We’re making progress in the garden too with our basic crops of onions, broad beans and potatoes already in the ground. As the soil continues to warm up, we’ll sow courgettes and start our tomatoes off in the greenhouse.
IT’S SO WINDY here at North Landing, Flamborough, East Yorkshire, that even the gulls are having difficulty making any progress inland; a gull version of Marcel Marceau’s ‘walking against the wind’ mime. A flock of pigeons is no more successful; they wheel around over the bay and veer off on a less wind-buffeted course.
Flamborough Head marks the border between sea areas Tyne and Humber, pointing out towards Dogger in the centre of the North Sea and German Bight on the far side.
Strong winds tend to bring seabirds in towards this six mile promotory of chalk cliffs, making it a favourite location for ‘seawatching’ but unfortunately today it’s blowing in the wrong direction. If it’s blowing from any direction between north-west and east it can bring gulls and auks, skuas and shearwaters closer to the shore but today it’s blowing from the south-west, tending to keep them out at sea.
You might expect to a lot of white-topped waves in such a strong wind but it seems to have the opposite effect, flattening the crests before they become top heavy. At the foot of the cliffs there’s an effect like beaten brass where gusts bring turbulence down to create temporary patches of smoother sea.
As a change in my watercolour of the cliffs, I started directly with my brush, with no preliminary drawing, painting the shapes of sky, cliff-top and sea separately, as if they were individual pieces of a jigsaw. A contrast to my habitual pen plus wash, which I used in my quick sketch of Howden Minster on our coffee break on the way here this morning.
I’VE DRAWN these Desirée red maincrop potatoes with a size no. 111 Tower Pen nib that I used when I drew my new art-bag the other day in non-waterproof ink; a sepia calligraphy writing ink from the Manuscript Pen company of Highley, Shrophshire. This flows more smoothly than Indian ink but the disadvantage is that I don’t now have the option of adding a watercolour wash to my drawing – not unless I’m prepared to see my line-work run unpredictably into the watercolour, which in this case is not the effect that I’m after.

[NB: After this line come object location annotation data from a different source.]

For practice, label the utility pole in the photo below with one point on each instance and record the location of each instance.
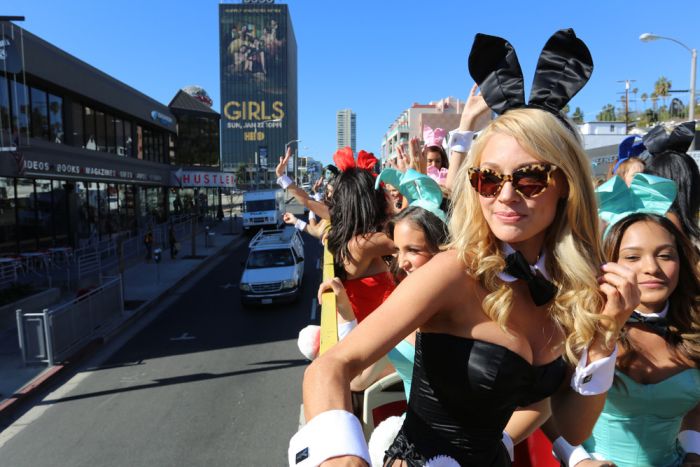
(626, 101)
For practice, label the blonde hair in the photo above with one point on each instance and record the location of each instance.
(572, 241)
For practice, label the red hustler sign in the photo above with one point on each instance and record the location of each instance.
(206, 179)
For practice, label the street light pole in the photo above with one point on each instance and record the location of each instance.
(648, 37)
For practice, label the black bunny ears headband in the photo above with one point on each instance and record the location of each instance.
(564, 67)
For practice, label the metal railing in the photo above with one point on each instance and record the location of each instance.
(52, 335)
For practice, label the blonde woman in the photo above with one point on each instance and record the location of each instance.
(492, 339)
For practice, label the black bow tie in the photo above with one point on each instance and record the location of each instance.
(654, 323)
(541, 290)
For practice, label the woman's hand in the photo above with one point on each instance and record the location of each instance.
(592, 463)
(475, 111)
(282, 166)
(342, 301)
(418, 161)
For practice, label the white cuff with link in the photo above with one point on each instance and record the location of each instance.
(568, 454)
(596, 377)
(329, 434)
(461, 141)
(690, 441)
(284, 181)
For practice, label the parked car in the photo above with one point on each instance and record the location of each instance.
(274, 270)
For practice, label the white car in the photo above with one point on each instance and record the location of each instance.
(274, 270)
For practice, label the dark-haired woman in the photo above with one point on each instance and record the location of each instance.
(652, 414)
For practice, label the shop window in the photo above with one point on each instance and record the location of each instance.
(56, 119)
(110, 134)
(44, 208)
(19, 103)
(90, 136)
(119, 136)
(77, 119)
(100, 134)
(8, 222)
(27, 214)
(5, 129)
(40, 114)
(128, 140)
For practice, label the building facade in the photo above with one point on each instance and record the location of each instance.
(346, 129)
(258, 67)
(444, 114)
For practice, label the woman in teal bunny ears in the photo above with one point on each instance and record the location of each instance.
(652, 414)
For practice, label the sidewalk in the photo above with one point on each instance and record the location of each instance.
(145, 284)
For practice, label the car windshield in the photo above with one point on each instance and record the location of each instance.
(260, 205)
(270, 259)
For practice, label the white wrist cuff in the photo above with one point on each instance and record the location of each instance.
(300, 225)
(595, 378)
(690, 441)
(329, 434)
(284, 181)
(461, 141)
(508, 443)
(568, 454)
(345, 328)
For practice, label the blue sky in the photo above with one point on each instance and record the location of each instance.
(375, 57)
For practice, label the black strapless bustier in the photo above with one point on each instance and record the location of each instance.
(463, 393)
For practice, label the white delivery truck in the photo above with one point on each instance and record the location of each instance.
(263, 208)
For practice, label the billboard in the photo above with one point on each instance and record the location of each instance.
(258, 82)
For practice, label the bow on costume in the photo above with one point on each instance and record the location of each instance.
(647, 194)
(433, 137)
(343, 159)
(564, 67)
(418, 188)
(661, 139)
(632, 146)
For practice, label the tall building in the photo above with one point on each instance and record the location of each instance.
(258, 66)
(346, 129)
(444, 113)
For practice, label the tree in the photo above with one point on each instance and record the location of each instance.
(607, 114)
(662, 87)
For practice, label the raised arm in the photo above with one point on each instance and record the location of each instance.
(474, 117)
(300, 195)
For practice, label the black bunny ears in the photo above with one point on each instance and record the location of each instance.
(660, 139)
(564, 67)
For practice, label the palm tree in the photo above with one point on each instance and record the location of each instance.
(661, 88)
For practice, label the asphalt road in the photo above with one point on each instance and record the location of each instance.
(206, 383)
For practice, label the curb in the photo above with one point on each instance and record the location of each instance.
(91, 347)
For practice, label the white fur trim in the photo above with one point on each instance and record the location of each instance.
(441, 461)
(508, 443)
(329, 434)
(382, 437)
(284, 181)
(595, 378)
(568, 454)
(345, 328)
(309, 341)
(690, 441)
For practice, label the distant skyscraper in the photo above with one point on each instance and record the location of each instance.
(345, 132)
(258, 54)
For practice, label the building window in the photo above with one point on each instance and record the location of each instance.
(5, 130)
(89, 120)
(56, 118)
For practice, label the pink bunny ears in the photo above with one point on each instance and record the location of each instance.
(433, 137)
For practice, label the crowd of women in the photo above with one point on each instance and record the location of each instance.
(508, 292)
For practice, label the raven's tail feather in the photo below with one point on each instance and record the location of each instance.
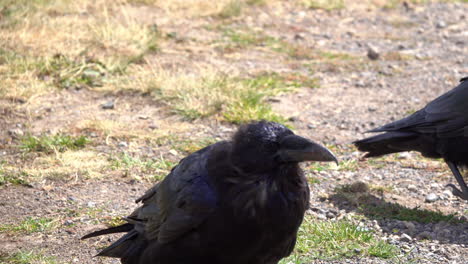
(129, 247)
(390, 142)
(118, 229)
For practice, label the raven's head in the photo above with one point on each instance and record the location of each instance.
(264, 146)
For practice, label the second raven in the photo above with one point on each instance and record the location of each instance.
(439, 130)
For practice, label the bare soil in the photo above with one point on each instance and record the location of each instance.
(423, 52)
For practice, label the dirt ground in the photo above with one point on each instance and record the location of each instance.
(422, 53)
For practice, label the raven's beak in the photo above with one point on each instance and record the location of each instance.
(296, 149)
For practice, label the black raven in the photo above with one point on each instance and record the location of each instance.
(233, 202)
(439, 130)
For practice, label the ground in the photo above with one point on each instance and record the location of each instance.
(99, 99)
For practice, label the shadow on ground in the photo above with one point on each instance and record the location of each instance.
(396, 219)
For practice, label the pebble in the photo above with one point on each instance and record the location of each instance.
(410, 227)
(405, 238)
(16, 133)
(108, 105)
(432, 197)
(412, 188)
(441, 24)
(404, 155)
(372, 53)
(425, 235)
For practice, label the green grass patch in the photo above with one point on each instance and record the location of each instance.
(153, 169)
(29, 225)
(232, 9)
(12, 177)
(27, 257)
(233, 99)
(67, 73)
(359, 194)
(51, 143)
(331, 240)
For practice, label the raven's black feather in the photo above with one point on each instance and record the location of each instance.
(234, 202)
(439, 130)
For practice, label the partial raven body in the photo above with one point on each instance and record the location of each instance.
(234, 202)
(439, 130)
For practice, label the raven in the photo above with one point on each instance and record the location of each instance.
(439, 130)
(233, 202)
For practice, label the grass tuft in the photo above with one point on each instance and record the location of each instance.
(152, 169)
(359, 194)
(232, 9)
(336, 240)
(29, 225)
(327, 5)
(49, 144)
(27, 257)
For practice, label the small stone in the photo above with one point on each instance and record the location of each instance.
(410, 227)
(16, 133)
(372, 53)
(405, 238)
(359, 187)
(321, 217)
(441, 24)
(404, 155)
(330, 215)
(108, 105)
(432, 197)
(412, 187)
(360, 83)
(425, 235)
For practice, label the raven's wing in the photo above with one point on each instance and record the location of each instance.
(446, 116)
(178, 204)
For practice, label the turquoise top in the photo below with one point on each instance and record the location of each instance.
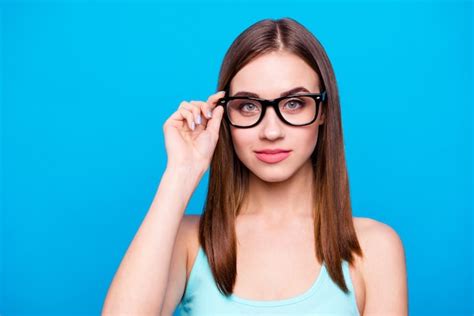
(324, 297)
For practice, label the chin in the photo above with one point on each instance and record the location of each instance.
(272, 172)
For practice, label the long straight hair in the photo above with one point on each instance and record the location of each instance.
(335, 237)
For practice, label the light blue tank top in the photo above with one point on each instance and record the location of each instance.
(324, 297)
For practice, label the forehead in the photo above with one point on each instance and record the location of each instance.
(270, 74)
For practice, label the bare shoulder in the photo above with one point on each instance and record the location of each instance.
(383, 259)
(377, 237)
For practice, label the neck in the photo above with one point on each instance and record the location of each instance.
(281, 201)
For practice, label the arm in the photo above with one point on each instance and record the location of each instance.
(384, 270)
(139, 285)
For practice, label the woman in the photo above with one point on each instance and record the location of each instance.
(277, 233)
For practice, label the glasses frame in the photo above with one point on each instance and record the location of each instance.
(318, 97)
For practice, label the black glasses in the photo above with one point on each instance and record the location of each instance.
(294, 110)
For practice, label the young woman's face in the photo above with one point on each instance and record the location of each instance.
(269, 76)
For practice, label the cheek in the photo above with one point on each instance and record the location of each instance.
(242, 142)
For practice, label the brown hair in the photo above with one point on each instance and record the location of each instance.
(228, 178)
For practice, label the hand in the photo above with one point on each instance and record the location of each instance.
(190, 148)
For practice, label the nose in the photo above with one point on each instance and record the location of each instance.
(271, 125)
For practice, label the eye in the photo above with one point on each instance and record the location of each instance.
(248, 107)
(294, 104)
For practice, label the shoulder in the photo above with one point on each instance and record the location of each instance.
(378, 238)
(383, 266)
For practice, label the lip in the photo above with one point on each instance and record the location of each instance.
(272, 151)
(275, 157)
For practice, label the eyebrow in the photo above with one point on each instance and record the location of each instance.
(283, 94)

I’m in a mood where I yearn for a bit of inky precision in my life after what has often seemed like a long nebulous period.
I’m chitting these Desirées; this involves leaving the tubers in a light, airy but not too warm place to encourage the growth of sturdy new sprouts from the eyes of the potato. While this isn’t essential for a maincrop variety it is a way of celebrating the stirring of new life and the welcome return of spring.